The Vittoria Hora Evo is a high performance racing shoe but sufficiently comfortable and robust to make it a realistic offering for use beyond the WorldTour peloton.
The carbon sole is stiff, but not crippling, and the rubberised synthetic fabric of the upper makes it a candidate for year-round use.
The double closure mechanism – a ratcheted strap at the ankle and a dial-operated cord above the metatarsus – offered an impressive range of adjustment and a secure and comfortable fit.
The Hora Evo is not the lightest on the market, despite the flagship billing and pro clientele, and we’d recommend this as a shoe for riders seeking high, all-round performance rather than for no-compromise racers.
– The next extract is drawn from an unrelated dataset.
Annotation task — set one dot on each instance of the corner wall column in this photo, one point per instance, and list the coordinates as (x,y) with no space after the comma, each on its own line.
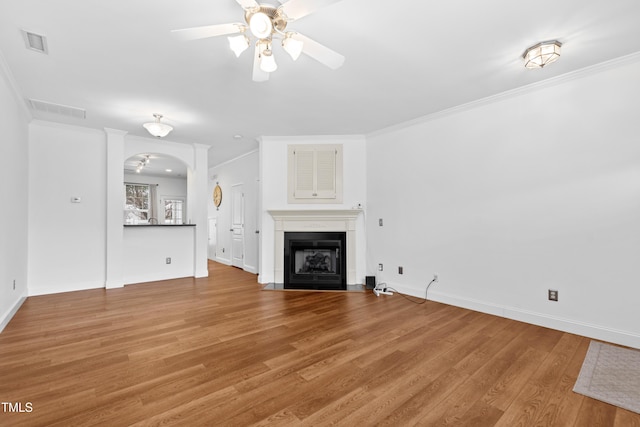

The unidirectional carbon sole is the single element most likely to command the £225 price tag. Its 3mm depth meant we didn’t feel isolated from the pedal. The sole was also sufficiently stiff to ensure that none of our (limited) power output was lost to flex. The line of mesh covered vents along the centre of the sole made an effective contribution to keeping our feet dry in the recent hot weather, despite an inevitable compromise in stiffness.
Despite having watched our step in the Hora Evos, the sole scuffed slightly, at the heel and the toe, ironically just fore and aft of the plastic blocks placed at either end of the shoe for protection.
While such minor scuffing is perhaps unavoidable, some further protection (a rubberised strip, perhaps) at toe and heel on future iterations might negate even this slight damage.
We took a detailed look at the Hora Evo’s technical features in our pre-test ‘first look‘. Here, we’ll report on their performance.
We began testing the Hora Evo in May at the start of what has proven to be a sustained spell of good weather, and despite the welcome but unusually high temperatures for Blighty, we didn’t suffer sweaty feet.
Ventilation in the upper (and, as previously mentioned, in the sole) proved effective. Vittoria have equipped this pro level offering with numerous panels through which air can pass and we’re pleased to report that their combined efforts were effective.
While conditions of recent weeks have been far from demanding, the uppers have proven sufficiently robust to withstand minor contact with the real world. The rubberised surface of the synthetic fabric proved simple enough to keep clean and shrugged off its admittedly very minor encounters with road debris. Winter will provide a greater challenge in this regard, of course, although by then we’d be likely to have encased them in shoe covers.
The closure mechanisms
The closure mechanisms on the Vittoria Hora EVO shoe were both very easy to use. The dial on the top of the shoe came equipped with a very neat handle that made tightening the steel cable, one threaded in a figure of eight through four mounting points, a doddle (turn clockwise to tighten; anti-clockwise to loosen).
Its ratcheted adjustments were placed at short increments, offering an impressive degree of adjustment. Vittoria bill the mechanism as “micro metric” – an accurate enough description. It’s replaceable, too, apparently, though we wouldn’t want the job of doing so.
The dial was simplicity itself to use. The only requirement of the wearer appeared to be to centre the tongue before tightening. It was possible to achieve an impressively tight fit, but at its tightest, the pressure was distributed disproportionately, pressing the dial into the foot rather than pulling evenly at the four mounting points.
Closure mechanism number two was a ratcheted strap at the ankle, another feature that proved extremely easy to use. Again, the only input required from the rider, aside from operating the lever, seemed to be ensuring that the right hand edge of the pad behind the strap remained outside the upper.
The increments of adjustment achievable from the strap were greater than those of the dial but still offered an impressive degree of fine tuning. Taken together, it was possible to achieve a secure but comfortable fit from the dial and ankle strap, making the toe the sole area of the shoe in which a closer fit might have been achieved.
Custom footbeds are becoming increasingly popular and, perhaps wisely, the insole supplied by Vittoria with the Hora Evo is one best described as neutral.
It did nothing to hamper feedback from the pedals and its perforated underside worked well with the aforementioned mesh covered vents in the sole to keep our feet cool.
The bottom line
Given Vittoria’s history and clientele (Stephen Roche was a customer during his Triple Crown-winning season) and the Hora Evo’s position at the top of the range, we’d expected a combination of slipper-like upper and plank-like sole. The reality was quite different.
If the lowest possible weight and unyielding stiffness are your goals, you’ll perhaps continue your search elsewhere. If, however, you’re seeking a shoe that offers a combination of performance, comfort, and robustness, the Vittoria Hora Evo could be for you.